He shook his head. “Just think about it. I know you have a lot to consider, and you would be the one giving up things. But can I ask just one thing?”
“Mmm…”
“At least stay until Christmas. It’s only like three days away, and it would be nice for you and Dylan to be here with the club.”
With the club.
And with him.
“Yeah,” I agreed with a soft smile. After losing Mom, I knew Christmas this year would be one of the hardest. And being here with Tally and Harmony and the club sounded like the perfect way to get through something really hard. “I think we’d both like that.”
“Good.” He grabbed my hand and pulled me from the bed. “Then we better head out and do some shopping.”
Shopping.
Three days before Christmas.
God help us all.
Chapter Nine
TALLY
Christmas was something else.
It was a weird time of the year when people went a little crazy trying to find perfect gifts for the people they loved. Years ago, for the club, it was just a time of the year when we raised a glass, ate a lot of food, and partied.
But the clubhouse was evolving.
We were evolving.
Things that seemed important back then were not so important anymore. And the things we took for granted back then, we had learned to appreciate—even though the road to get there was rocky.
“I can’t believe that next year there will be another little terror in this place,” Harmony joked as she looked over at Kaci. “And the year after that, who knows how many there will be.”

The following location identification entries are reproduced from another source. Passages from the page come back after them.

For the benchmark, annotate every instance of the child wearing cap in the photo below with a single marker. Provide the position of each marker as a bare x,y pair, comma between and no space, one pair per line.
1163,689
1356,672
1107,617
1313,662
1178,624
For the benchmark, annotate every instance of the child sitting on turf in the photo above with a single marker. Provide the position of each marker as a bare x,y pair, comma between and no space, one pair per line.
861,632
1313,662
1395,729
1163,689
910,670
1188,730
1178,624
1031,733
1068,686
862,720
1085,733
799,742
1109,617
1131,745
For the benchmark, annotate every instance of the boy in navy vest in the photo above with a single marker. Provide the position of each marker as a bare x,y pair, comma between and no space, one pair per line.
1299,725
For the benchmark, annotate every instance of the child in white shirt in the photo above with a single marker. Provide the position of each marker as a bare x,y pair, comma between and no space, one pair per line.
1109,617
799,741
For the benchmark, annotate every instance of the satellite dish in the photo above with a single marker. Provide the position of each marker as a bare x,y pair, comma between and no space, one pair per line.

I burst out laughing as the boys all looked at each other. The majority of the men in the clubhouse were completely single, so the concept of there being more children within a year or two actually petrified most of them.
It was already late in the morning, after nine.
Layton and Nya had opened their presents with Harmony and Kit at the ass crack of dawn and had been suspiciously quiet in their rooms since. Dylan opened his second, the smile on his face worth the absolute hell Kat and I had been through trying to shop a couple of days before Christmas.
Thank God this was a one-time-a-year thing because it was not my idea of fun.
Everyone else had done their own presents in private, and now we had all the couches pulled up around the tree and weredigesting breakfast to make room for the massive lunch coming later.
“Hey, Dylan,” I called, drawing his attention from the corner of the clubhouse where he was trying to flip his new skateboard. “Would you run to my room and grab the big green box from beside my bed?”
“Okay,” he answered, jogging off down the hall.
Kat had been happily tucked in under my arm, but suddenly she leaned back, eyeing me suspiciously. “Green box?”
I pressed my finger gently to the tip of her nose. “I got the kid a present, okay.”
It was as if the gesture warmed her so much it melted the suspicious look off her face. She wiggled herself back into a comfortable spot, her head resting on my shoulder again.
Dylan appeared a few moments later, holding out the box.
I shook my head. “It’s for you. Open it up.”